Dakh Daughters Capsule Review


I guarantee that Dakh Daughters is the most thrilling all-female Ukrainian folk-punk cabaret band you will see this year.

Playing at the York Theatre January 15-19th, Dakh Daughters put on an exhilarating show. They seamlessly blend Ukrainian folk, hip-hop, punk, a polished cabaret performance style, and in one case reggae influence to astonishing effect. Each of the six performers is a talented vocalist, trained actor, and multi-instrumentalist. The songs range wildly in subject matter and tone, from a half-roared rap about smashing a lover’s apartment, to a coy song about kittens where the singer managed to channel Kate Bush.

It feels strange to listen to such powerfully kinetic music comfortably seated in the very clean York. Although the acoustics of the venue are fantastic and allow the complexity of the Daughters’ musical arrangements to shine, I felt too passive sitting so far from the stage. I would love to experience the show again in a tiny club standing two feet from the performers, dancing and sweating along with them.

I suspect that much of the political context of the show is lost on Vancouver audiences, distanced as we are from the upheaval in the Ukraine. The final song in the show is a reggae-infused number where the women all play in vintage-style bathing suits and one woman plays the rubber duck. It is tongue-in-cheek, playful and quite funny, but the women stop briefly to explain that the song is an allegorical protest of the 2014 annexation of Crimea. The Daughters’ comedy (and there are plenty of laughs in the show) is a comedy of resistance, dark and never safe. 

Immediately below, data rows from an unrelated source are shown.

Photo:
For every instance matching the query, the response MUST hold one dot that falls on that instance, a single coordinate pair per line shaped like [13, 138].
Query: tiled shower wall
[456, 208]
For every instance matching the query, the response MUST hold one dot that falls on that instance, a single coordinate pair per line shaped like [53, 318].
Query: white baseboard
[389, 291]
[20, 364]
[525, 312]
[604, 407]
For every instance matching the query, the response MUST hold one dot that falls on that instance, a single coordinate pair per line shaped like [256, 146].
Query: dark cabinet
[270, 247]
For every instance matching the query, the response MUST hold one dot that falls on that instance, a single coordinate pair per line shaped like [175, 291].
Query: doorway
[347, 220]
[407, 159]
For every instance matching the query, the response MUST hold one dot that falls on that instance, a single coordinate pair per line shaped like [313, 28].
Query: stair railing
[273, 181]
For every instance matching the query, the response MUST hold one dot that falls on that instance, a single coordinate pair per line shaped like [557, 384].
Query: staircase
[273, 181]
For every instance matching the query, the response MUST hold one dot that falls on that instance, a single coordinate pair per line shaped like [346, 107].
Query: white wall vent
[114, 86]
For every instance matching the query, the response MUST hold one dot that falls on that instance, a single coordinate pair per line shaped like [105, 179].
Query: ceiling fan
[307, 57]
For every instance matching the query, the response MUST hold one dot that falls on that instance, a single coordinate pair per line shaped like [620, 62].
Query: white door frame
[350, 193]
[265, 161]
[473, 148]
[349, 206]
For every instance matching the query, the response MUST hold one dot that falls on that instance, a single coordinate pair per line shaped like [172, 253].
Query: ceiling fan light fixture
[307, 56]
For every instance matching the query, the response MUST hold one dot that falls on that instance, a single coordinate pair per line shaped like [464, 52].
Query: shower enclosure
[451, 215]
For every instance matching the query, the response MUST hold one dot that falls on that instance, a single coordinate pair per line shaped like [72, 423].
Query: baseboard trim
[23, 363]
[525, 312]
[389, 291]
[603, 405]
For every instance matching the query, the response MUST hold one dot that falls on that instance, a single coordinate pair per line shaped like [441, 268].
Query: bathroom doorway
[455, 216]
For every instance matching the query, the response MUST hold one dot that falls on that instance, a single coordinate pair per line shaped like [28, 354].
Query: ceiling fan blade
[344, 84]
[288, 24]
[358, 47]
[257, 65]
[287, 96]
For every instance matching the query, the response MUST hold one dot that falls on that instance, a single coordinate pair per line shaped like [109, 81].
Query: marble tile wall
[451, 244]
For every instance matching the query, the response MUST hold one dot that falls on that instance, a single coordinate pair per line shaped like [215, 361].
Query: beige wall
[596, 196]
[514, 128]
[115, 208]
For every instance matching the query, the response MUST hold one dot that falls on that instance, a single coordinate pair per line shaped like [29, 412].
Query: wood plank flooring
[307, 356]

Throughout the show the women work beautifully together as a unit. The Weimar cabaret-style costumes have slight variations communicating a specific character or personality to each woman within the group – they have been compared to the Spice Girls but with good songs. Throughout the performance, the women support one another and move gracefully in and out of the spotlight. The songs are arranged so that each individual plays a tiny part, and together they create a magnificently complex whole. For one song the cello line is simply two repeating notes while a singer alternates between three notes, another woman plays two notes on a glockenspiel, and so on. In less skilled hands music with this many small parts could sound like free-play at a toddler music class, but the Daughters’ combination of fastidious preparation and blinding skill creates a performance where the whole is vastly greater than the sum of each individual part. Making collaboration so central to the show reinforces the political impact of the performance. These are women working together under unreasonable circumstances in a country under attack, risking becoming enemies of the state, to build community, to help people feel less alone, and to create something beautiful. The result is hugely inspiring and enormously entertaining.